Faz uns dias já que assisti Hereditário e não conseguia escrever sobre o filme.
Hoje eu fui ver de novo e cheguei à conclusão que a única coisa a ser dita é que Hereditário é o filme mais doente dos últimos anos.
Ari Aster, o roteirista e diretor que estreia com Hereditário, é uma pessoa doente. E fez O filme doente.
Hereditário é um marco no cinema. E não só no cinema de terror.
Tem O Exorcista, O Bebê de Rosemary e agora tem Hereditário.
Fazia tempo que não cobria meus olhos em alguma cena de um filme de terror.
E nesse caso, nem foi em uma cena gore desgraçada, foi numa cena onde uma personagem come uma fatia de bolo.
O bom de Hereditário é que é um filme de desgraça anunciada. E o diretor Aster faz isso muito bem, ele vai deixando um rastro pelo filme para que logo em seguida as coisas aconteçam, o que é de uma filhadaputice sem tamanho, porque o cara mostra que ele faz o que ele quer, como ele quer e problema de quem esteja assistindo.
Ou melhor, prepare-se, você que está assistindo.
Lembre-se, o diabo está nos detalhes.
O filme conta uma história de fantasma e espíritos como nunca antes contada e pra isso Aster criou a família disfuncional perfeita.
O filme começa com o velório e enterro da mãe de Annie, a personagem da Toni Collette, que é casada e tem um filho de uns 17 anos e uma filha de 13.
Você começa ver o filme achando que é um filme de fantasmas e espíritos mas logo descobre que também é um filme de casa mal assombrada.
Mas também é um filme “do oculto”. E também um filme de rituais do mal.

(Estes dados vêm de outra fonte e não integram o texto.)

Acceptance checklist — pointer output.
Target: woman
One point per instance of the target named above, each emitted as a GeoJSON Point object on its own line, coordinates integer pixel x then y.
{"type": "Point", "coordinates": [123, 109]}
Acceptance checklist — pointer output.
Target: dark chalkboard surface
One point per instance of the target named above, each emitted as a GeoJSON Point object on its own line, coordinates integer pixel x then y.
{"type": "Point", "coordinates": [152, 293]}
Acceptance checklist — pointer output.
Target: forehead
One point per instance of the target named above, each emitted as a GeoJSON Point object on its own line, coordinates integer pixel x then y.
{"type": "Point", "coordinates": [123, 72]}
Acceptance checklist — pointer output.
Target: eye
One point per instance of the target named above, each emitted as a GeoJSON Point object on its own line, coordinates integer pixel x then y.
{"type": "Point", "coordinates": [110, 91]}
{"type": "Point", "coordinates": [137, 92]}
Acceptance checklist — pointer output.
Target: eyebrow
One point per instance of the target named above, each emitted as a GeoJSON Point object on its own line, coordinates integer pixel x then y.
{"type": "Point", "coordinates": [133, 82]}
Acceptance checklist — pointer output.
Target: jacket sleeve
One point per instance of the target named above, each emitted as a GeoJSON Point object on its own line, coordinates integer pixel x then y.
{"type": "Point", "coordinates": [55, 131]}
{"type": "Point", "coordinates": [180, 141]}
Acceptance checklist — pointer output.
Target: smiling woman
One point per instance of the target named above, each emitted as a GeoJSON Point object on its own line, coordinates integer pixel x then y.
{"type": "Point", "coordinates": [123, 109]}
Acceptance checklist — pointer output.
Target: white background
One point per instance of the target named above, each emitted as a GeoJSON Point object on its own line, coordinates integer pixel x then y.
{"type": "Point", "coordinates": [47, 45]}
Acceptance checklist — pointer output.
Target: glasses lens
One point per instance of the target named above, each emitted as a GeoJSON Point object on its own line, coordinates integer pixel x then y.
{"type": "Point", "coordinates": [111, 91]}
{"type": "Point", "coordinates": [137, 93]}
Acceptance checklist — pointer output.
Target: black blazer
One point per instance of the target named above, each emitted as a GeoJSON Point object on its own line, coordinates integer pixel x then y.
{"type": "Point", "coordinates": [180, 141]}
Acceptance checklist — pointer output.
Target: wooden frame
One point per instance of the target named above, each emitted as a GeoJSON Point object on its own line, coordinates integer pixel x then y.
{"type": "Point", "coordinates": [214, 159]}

Tem até brincadeira do copo.
E tudo elevado a potencias infinitas, porque Aster não poupa nada em momento nenhum do filme.
Ele usa sua câmera como se ela mesma fosse um fantasma, um espírito pairando pela casa.
O ritmo do filme não é o ritmo de filme de terror que estamos acostumados a presenciar, cheio de sustos e cortes e pulos e closes.
Por vezes a lentidão do filme, a complacência, me deixou totalmente sem saber o que esperar do que eu estava vendo, principalmente com a ajuda da música do filme.
A trilha sonora é uma das melhores e mais pertinentes trilhas que ouvi esse ano e é responsável por muito, mas muito do clima filhodaputa do filme.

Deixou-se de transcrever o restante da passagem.